Proposed orientations of the RAD54B26–225-interacting regions of DMC1 in the helical filament form. DMC1 sites essential for the interaction with RAD54B26–225 were mapped on the corresponding locations of the M. voltae RadA filament. The closeup view shows the ATP-binding site that is surrounded by the RAD54B26–225-interacting regions. All structural figures were prepared using the PyMOL program (44).

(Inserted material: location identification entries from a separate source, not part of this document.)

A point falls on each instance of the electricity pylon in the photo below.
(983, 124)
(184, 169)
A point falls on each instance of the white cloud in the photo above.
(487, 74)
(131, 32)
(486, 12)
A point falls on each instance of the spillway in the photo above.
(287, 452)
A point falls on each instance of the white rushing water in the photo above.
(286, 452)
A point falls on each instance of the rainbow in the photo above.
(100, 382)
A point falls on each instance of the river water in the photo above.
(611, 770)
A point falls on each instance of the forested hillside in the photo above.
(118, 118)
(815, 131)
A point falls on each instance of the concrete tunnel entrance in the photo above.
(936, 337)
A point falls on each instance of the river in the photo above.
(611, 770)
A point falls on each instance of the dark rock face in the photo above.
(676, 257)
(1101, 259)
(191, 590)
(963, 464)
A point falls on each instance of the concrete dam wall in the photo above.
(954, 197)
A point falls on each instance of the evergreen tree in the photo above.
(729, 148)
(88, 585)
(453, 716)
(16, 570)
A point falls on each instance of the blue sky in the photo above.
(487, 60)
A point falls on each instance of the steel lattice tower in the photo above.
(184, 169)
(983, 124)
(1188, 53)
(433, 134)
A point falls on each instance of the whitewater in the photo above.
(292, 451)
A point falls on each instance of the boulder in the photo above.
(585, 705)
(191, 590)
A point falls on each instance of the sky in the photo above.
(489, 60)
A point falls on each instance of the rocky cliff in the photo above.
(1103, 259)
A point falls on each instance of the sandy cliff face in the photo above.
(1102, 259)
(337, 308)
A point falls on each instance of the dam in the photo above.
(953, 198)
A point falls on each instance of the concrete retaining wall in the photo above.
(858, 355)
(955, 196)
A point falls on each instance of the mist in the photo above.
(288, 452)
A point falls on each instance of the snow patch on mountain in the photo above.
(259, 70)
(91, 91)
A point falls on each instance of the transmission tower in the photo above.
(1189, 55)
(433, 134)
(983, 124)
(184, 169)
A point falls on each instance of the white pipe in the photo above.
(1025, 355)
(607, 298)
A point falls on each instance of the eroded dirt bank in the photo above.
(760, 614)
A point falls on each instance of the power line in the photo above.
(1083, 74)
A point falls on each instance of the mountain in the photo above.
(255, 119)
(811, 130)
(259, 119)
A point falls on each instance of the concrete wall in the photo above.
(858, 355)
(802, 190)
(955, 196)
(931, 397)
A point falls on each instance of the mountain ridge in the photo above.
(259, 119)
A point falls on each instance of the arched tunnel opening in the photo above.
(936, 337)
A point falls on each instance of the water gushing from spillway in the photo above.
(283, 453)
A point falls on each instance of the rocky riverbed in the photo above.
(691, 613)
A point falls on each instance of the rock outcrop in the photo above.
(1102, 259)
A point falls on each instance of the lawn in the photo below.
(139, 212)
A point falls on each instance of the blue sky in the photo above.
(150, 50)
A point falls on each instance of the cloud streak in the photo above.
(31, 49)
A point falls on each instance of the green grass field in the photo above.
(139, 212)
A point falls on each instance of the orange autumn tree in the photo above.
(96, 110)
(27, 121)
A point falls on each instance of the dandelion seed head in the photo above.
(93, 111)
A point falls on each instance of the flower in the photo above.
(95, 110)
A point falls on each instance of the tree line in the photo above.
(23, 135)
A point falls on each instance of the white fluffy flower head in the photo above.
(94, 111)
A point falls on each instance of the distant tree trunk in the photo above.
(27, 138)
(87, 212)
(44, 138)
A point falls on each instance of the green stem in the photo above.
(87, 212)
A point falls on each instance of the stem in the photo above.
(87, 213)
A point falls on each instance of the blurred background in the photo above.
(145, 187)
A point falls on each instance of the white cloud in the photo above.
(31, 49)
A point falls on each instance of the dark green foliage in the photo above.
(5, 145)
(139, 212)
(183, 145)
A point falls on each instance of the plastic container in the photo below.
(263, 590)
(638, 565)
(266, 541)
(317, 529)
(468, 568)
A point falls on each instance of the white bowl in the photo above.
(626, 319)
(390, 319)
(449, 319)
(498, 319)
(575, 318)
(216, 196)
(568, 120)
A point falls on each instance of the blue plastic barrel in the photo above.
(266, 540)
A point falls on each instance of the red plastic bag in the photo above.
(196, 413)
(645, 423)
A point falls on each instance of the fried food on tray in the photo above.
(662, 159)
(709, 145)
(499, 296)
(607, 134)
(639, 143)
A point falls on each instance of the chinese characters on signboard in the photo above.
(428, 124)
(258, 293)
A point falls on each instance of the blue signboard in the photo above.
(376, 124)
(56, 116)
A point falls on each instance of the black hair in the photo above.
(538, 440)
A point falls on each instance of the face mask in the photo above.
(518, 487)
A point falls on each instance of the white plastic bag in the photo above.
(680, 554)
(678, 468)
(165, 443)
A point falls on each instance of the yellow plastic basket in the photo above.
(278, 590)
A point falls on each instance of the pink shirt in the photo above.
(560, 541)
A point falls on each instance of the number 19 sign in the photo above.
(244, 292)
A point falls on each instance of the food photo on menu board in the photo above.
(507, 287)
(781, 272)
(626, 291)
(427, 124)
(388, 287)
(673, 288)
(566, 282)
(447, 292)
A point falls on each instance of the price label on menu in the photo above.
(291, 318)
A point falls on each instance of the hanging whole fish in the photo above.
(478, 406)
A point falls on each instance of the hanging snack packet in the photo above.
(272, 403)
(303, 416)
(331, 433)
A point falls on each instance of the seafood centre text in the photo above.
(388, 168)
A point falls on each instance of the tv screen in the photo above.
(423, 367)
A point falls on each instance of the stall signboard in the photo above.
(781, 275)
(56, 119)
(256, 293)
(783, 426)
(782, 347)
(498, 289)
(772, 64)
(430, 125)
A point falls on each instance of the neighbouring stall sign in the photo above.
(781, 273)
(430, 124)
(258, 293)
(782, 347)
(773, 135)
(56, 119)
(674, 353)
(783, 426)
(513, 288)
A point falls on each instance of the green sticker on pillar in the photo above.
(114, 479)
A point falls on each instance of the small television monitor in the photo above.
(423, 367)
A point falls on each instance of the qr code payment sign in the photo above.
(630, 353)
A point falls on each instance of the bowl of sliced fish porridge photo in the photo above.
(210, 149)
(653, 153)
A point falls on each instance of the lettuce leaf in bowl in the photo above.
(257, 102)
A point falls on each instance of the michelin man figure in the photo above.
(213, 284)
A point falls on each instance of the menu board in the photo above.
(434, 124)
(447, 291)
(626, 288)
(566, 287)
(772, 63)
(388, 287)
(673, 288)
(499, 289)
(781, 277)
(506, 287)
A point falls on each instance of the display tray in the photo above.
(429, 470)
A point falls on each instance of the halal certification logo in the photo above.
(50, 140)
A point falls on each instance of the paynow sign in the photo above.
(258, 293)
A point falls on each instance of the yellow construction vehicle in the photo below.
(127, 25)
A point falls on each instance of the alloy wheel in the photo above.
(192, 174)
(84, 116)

In conclusion, the present study demonstrated that the N-terminal region of RAD54B is multifunctional. We found several novel biochemical properties of the N-terminal region of RAD54B that were not previously shown for the corresponding region in RAD54. These activities may be essential for the specialized role of RAD54B in homologous recombination. More studies are required to understand the broad functional spectra of RAD54B in homologous recombination, including those that are unique to RAD54B and those that are commonly shared among RAD54 paralogs.